PANDA - A Unified and Flexible Framework for Comparing Arbitrarily Complex Patterns

PANDA overview

PANDA is a generic framework for the comparison of both simple and arbitrarily complex patterns defined over raw data and over other patterns, respectively. PANDA is generic since patterns of arbitrary complexity are supported and flexible since dissimilarity assessment can be easily adapted to specific user/application requirements.

In PANDA patterns are modeled as entities composed of two parts: the structure component that identifies ``interesting'' regions in the attribute space, e.g., the head and the body of an association rule, and the measure component that describes how the patterns are related to the underlying raw data, e.g., the support and the confidence of the rule.

When comparing two simple patterns, the dissimilarity of their structure components and the dissimilarity of their measure components are combined (through some combining function) in order to derive the total dissimilarity score ...

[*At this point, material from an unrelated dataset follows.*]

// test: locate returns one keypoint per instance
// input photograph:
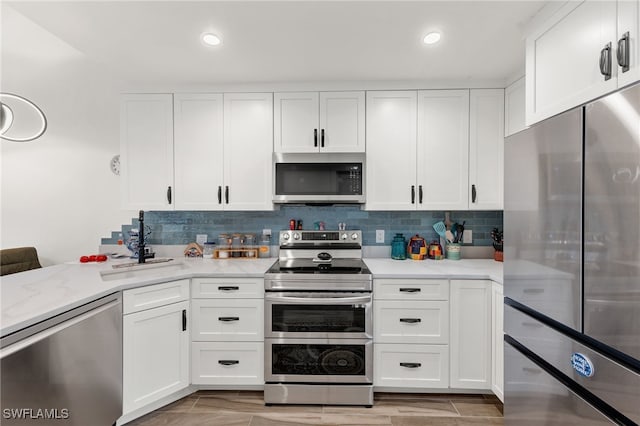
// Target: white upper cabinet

The problem of comparing complex patterns is reduced to the problem of comparing the corresponding sets (or lists, arrays etc.) of component (simple) patterns. Thus, component patterns are first paired (using a specific matching type) and their scores are then aggregated (through some aggregation function) so as to obtain the overall dissimilarity score. This recursive definition of the dissimilarity allows PANDA to handle patterns of arbitrary complexity...